Nada de especial, assim como o ravioli que foi o prato escolhido pela Lourdes. Aliás, o serviço foi sofrível. O pedido foi feito ao mesmo tempo mas simplesmente serviram o ravioli e esqueceram do meu prato. É bem verdade que a fama fez com que o restaurante ficasse lotado, mas...

E como o restaurante fosse próximo do nosso apartamento fomos descansar um pouco. No meio da tarde passamos pela Finestrella, uma pequena mostra do que eram os canais existentes em Bolonha. 


Passamos novamente pelas torres e passeamos pelos arredores da Piazza Maggiore, onde transcorria uma intensa atividade musical com artistas locais, num palco armado especialmente para o evento.



Tanto ontem quanto hoje notamos que a cidade está lotada de turistas mas não vemos excursões, ou grupos de turistas.
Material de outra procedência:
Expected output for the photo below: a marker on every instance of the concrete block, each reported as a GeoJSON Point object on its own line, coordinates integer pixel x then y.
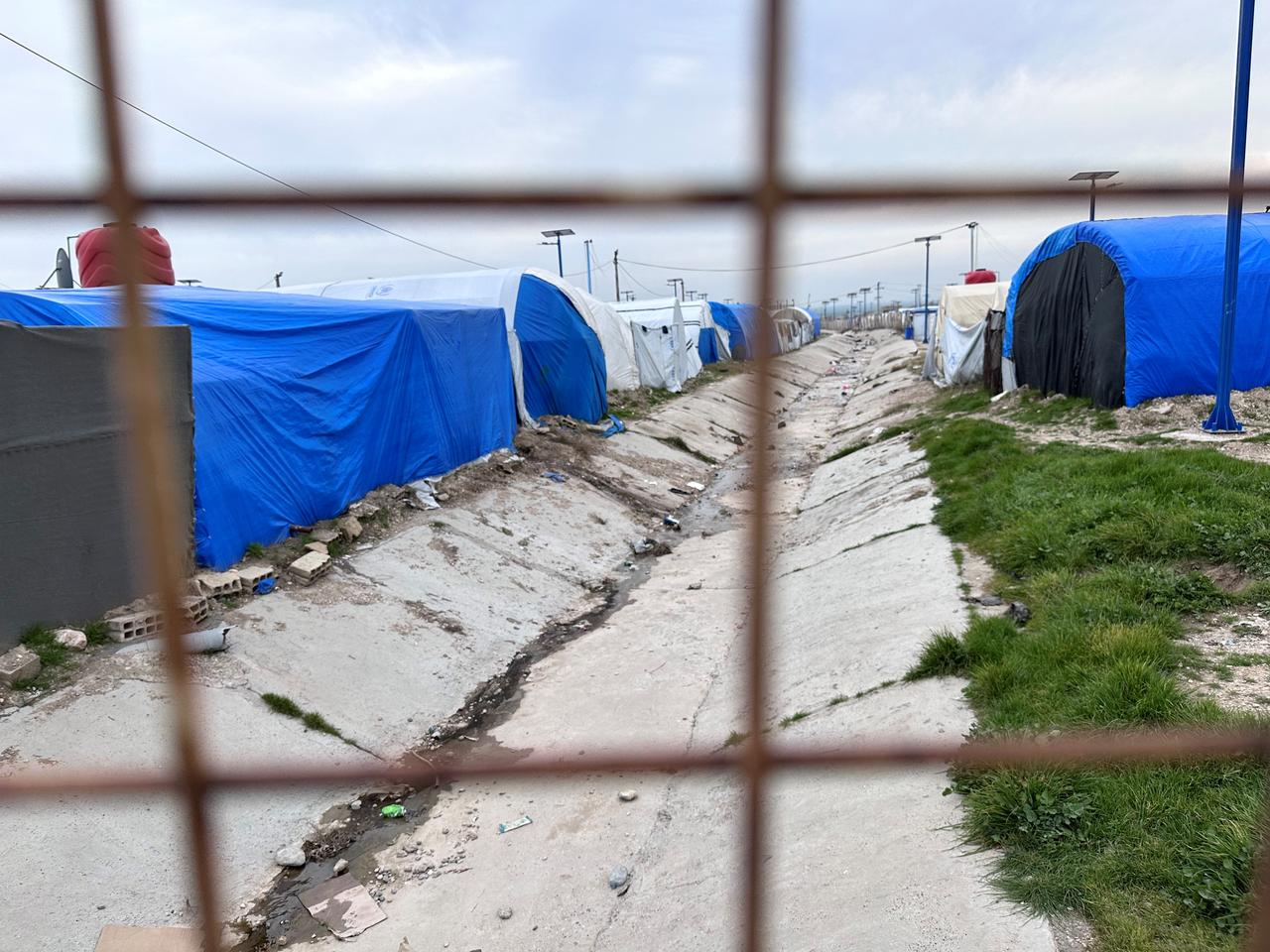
{"type": "Point", "coordinates": [218, 584]}
{"type": "Point", "coordinates": [253, 575]}
{"type": "Point", "coordinates": [18, 664]}
{"type": "Point", "coordinates": [71, 638]}
{"type": "Point", "coordinates": [197, 608]}
{"type": "Point", "coordinates": [363, 511]}
{"type": "Point", "coordinates": [310, 566]}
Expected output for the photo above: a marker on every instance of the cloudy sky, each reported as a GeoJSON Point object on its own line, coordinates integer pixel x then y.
{"type": "Point", "coordinates": [386, 91]}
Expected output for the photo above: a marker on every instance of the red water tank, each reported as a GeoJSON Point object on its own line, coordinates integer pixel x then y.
{"type": "Point", "coordinates": [94, 250]}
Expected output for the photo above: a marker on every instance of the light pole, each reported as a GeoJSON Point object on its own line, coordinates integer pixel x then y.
{"type": "Point", "coordinates": [557, 234]}
{"type": "Point", "coordinates": [1093, 178]}
{"type": "Point", "coordinates": [926, 308]}
{"type": "Point", "coordinates": [1222, 419]}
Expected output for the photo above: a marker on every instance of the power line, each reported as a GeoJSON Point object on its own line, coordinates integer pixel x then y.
{"type": "Point", "coordinates": [244, 164]}
{"type": "Point", "coordinates": [622, 267]}
{"type": "Point", "coordinates": [783, 267]}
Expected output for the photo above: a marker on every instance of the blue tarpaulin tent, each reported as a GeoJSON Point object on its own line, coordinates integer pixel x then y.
{"type": "Point", "coordinates": [304, 405]}
{"type": "Point", "coordinates": [1124, 311]}
{"type": "Point", "coordinates": [744, 325]}
{"type": "Point", "coordinates": [557, 357]}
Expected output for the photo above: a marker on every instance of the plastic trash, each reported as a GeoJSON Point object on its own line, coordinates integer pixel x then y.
{"type": "Point", "coordinates": [515, 824]}
{"type": "Point", "coordinates": [619, 876]}
{"type": "Point", "coordinates": [619, 426]}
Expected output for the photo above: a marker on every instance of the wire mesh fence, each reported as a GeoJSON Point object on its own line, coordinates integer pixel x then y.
{"type": "Point", "coordinates": [193, 779]}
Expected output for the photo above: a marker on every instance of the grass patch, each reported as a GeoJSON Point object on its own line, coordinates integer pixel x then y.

De modo especial os japoneses que sempre estão presentes em qualquer parte do mundo, não os vimos por aqui, ao menos em grupos. 

No final da tarde passamos pela Chiesa di Santa Maria della Vita. Em seu interior havia uma interessante exposição de calçados utilizados por peregrinos, soldados e caminhantes em geral. De forma sugestiva a exposição se denomina "caminhamente". 




Calçados, estradas, peregrinos, caminhantes...

... quando os calçados traduzem o pensamento.